Tax Strategy

Moorfield Group – UK Tax Strategy

This document sets out the UK tax strategy for the Moorfield Group, consisting of Stessa Trading Limited and its UK subsidiaries and the Real Estate Funds which it manages (hereinafter referred to as “Moorfield” or “the Group”).

The document outlines the Group’s policy and approach to conducting its UK tax affairs and managing tax risk. The strategy applies to all UK taxes that the Group is required to account for and which are payable and reportable to HM Revenue & Customs (“HMRC”), including corporation tax, indirect taxes and employment taxes.

The Group’s strategy is defined by this document and sets out our approach to tax, which is to  use its best efforts to ensure compliance with all applicable tax laws and regulations, and ensures that due consideration and foresight is given to tax law developments.

Management of tax risks

Ultimate responsibility for this tax strategy and the Group’s overall approach to tax governance in the UK sits with the Board of Directors of Stessa Trading Limited.

Day to day management of the Group’s tax affairs and tax risks is overseen by the Group Finance Director, who will highlight relevant tax matters to the Board of Directors as and when required. The Group Finance Director is supported by the finance team in the day to day management of tax.

In addition Moorfield uses external tax advisors to provide UK tax compliance and advisory services across a range of UK tax areas, and to assist with the identification, quantification and management of tax risks where appropriate.

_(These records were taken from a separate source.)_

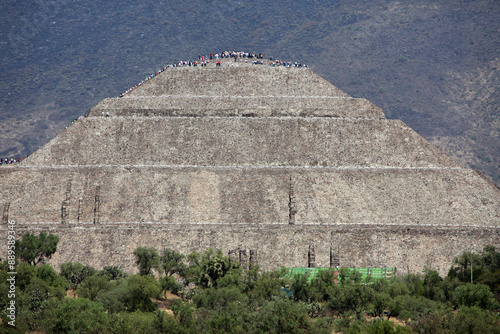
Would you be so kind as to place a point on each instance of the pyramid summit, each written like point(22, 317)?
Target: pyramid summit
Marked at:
point(255, 157)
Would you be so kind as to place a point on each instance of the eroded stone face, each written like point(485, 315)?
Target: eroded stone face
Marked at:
point(254, 160)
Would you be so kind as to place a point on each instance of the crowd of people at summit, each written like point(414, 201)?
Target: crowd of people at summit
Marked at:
point(203, 60)
point(236, 56)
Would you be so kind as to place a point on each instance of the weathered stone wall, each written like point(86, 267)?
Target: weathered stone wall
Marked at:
point(238, 141)
point(408, 247)
point(183, 195)
point(263, 162)
point(238, 80)
point(249, 106)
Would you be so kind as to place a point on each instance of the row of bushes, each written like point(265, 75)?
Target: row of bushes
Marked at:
point(217, 296)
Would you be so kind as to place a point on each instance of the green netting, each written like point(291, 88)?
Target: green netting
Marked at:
point(373, 273)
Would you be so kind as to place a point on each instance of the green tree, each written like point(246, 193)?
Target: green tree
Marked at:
point(478, 295)
point(147, 259)
point(92, 285)
point(76, 316)
point(35, 249)
point(113, 273)
point(139, 291)
point(172, 262)
point(75, 273)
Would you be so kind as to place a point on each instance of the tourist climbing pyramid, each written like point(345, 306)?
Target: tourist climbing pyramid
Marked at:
point(255, 157)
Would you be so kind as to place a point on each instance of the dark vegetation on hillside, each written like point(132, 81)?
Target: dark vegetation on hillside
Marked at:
point(432, 64)
point(206, 293)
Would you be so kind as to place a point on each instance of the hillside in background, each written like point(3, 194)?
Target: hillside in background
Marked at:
point(434, 65)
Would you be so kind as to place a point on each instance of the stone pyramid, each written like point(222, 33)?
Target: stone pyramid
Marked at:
point(271, 164)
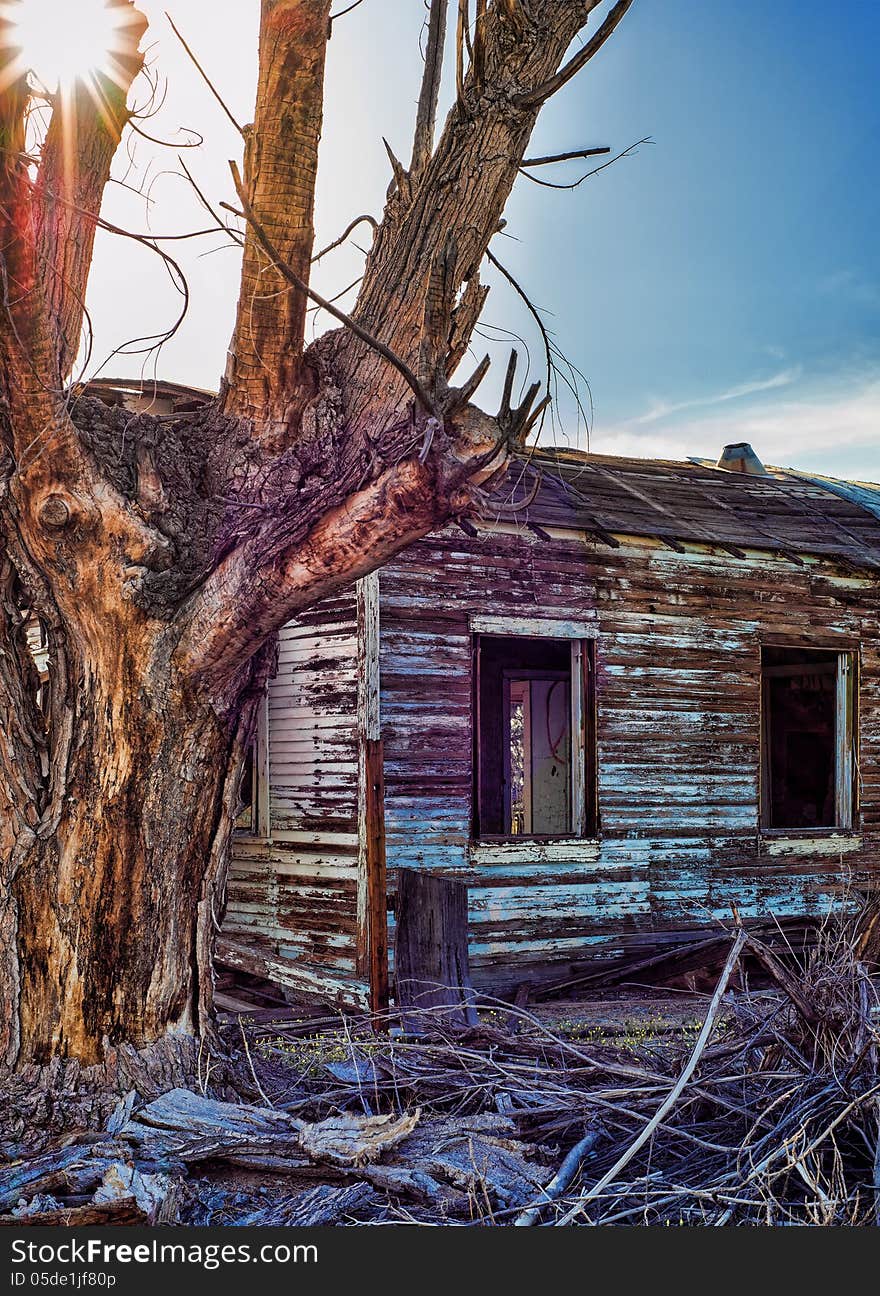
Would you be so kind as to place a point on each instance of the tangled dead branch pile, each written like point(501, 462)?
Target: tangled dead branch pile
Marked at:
point(767, 1113)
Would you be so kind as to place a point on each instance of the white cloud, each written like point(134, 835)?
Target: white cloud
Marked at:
point(662, 410)
point(835, 430)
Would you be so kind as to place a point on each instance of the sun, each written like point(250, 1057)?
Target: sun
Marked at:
point(62, 42)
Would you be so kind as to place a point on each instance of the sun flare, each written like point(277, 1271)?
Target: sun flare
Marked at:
point(62, 42)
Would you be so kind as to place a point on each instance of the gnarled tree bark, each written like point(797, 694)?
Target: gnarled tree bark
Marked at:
point(161, 559)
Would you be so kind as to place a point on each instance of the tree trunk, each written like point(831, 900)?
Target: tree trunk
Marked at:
point(117, 903)
point(162, 555)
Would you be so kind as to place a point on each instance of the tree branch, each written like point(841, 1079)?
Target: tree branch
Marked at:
point(423, 144)
point(325, 303)
point(573, 66)
point(280, 173)
point(565, 157)
point(79, 147)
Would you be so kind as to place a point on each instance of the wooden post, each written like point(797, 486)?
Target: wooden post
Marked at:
point(376, 874)
point(430, 950)
point(372, 893)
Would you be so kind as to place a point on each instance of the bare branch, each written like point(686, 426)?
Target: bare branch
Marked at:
point(280, 170)
point(573, 184)
point(296, 281)
point(573, 66)
point(423, 141)
point(337, 243)
point(79, 147)
point(565, 157)
point(204, 75)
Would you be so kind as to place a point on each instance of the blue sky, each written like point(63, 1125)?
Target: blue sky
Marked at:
point(721, 284)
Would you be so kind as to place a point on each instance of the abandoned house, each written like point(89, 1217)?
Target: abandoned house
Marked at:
point(635, 696)
point(649, 695)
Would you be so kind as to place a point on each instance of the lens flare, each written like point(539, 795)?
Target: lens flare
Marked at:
point(61, 42)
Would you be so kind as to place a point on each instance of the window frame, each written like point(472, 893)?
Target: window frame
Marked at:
point(583, 821)
point(846, 730)
point(261, 824)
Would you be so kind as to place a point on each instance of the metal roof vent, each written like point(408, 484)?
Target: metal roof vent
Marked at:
point(739, 458)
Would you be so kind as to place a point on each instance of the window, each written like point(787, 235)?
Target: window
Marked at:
point(253, 817)
point(533, 716)
point(808, 739)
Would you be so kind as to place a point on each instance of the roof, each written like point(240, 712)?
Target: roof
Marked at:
point(783, 512)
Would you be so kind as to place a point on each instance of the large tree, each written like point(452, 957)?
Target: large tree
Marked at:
point(162, 556)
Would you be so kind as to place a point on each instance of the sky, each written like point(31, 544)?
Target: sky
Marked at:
point(721, 283)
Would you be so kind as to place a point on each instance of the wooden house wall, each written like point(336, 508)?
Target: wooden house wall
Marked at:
point(293, 898)
point(678, 655)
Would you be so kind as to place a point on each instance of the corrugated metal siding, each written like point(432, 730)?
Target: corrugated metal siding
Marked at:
point(678, 736)
point(294, 898)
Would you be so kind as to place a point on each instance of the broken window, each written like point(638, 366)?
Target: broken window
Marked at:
point(532, 722)
point(808, 736)
point(253, 817)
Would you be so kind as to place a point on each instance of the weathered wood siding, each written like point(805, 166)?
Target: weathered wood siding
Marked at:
point(678, 652)
point(293, 897)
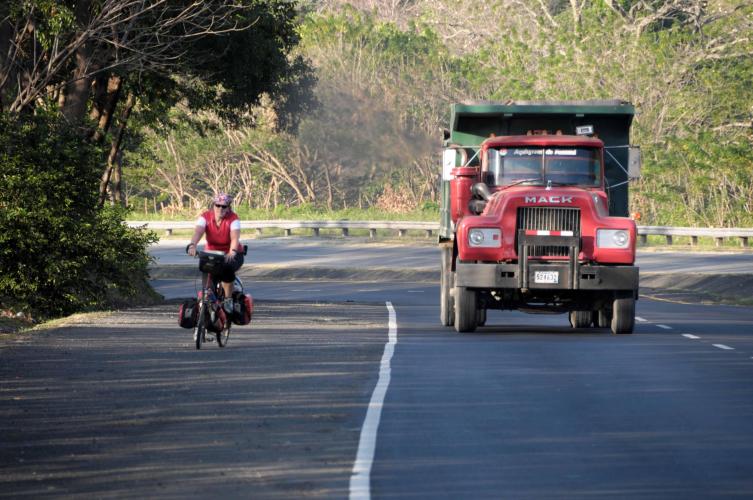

The Board of Directors considers it has appropriate and proportionate controls and processes are in place to meet Moorfields tax strategy. The Group maintains a tax Risk and Control Matrix to ensure that tax risks are identified and the controls that mitigate these are evidenced and documented.

Attitude to tax planning

In accordance with expectations of the Fund’s Investors, Moorfield will consider tax planning opportunities that prevent double taxation and maximize the after-tax-return for its investors. However, before implementation such planning is carefully considered and the Group will only participate in non-aggressive tax planning. Any planning must align with the Group’s commercial aims and be consistent with the letter and spirit of the applicable law.

The Group defines aggressive tax planning as the exploitation of technicalities in a tax regime or the exploitation of inconsistencies between tax regimes in order to reduce tax liability, and this includes, but is not limited to:

  • abuse of tax treaties
  • transfer pricing planning for tax avoidance purposes; and
  • using financial instruments or hybrid instruments for aggressive tax planning purposes.

Moorfield works closely with external tax advisors and will take advice from these in cases where the tax analysis is unclear, subject to interpretation, or where there is a significant degree of uncertainty.

The level of risk the Group is prepared to accept for UK taxation

Moorfield recognises that tax revenue forms an essential part of a well-functioning society. The Group’s Investors and other key stakeholders expect the Group to act responsibly and be a good corporate citizen.  Moorfield therefore has a low appetite for tax risk in the UK.

Responsibility for quantifying tax risk sits with the Group Finance Director, and support with tax risk quantification will be taken from external tax advisors when considered appropriate.

Working with HMRC

Moorfield aims to act with integrity and transparency in all its dealings with HMRC. The Group aims to work with HMRC in a proactive and collaborative manner to ensure that it meets all of its tax legislative requirements and pays the correct amount of tax at the correct time.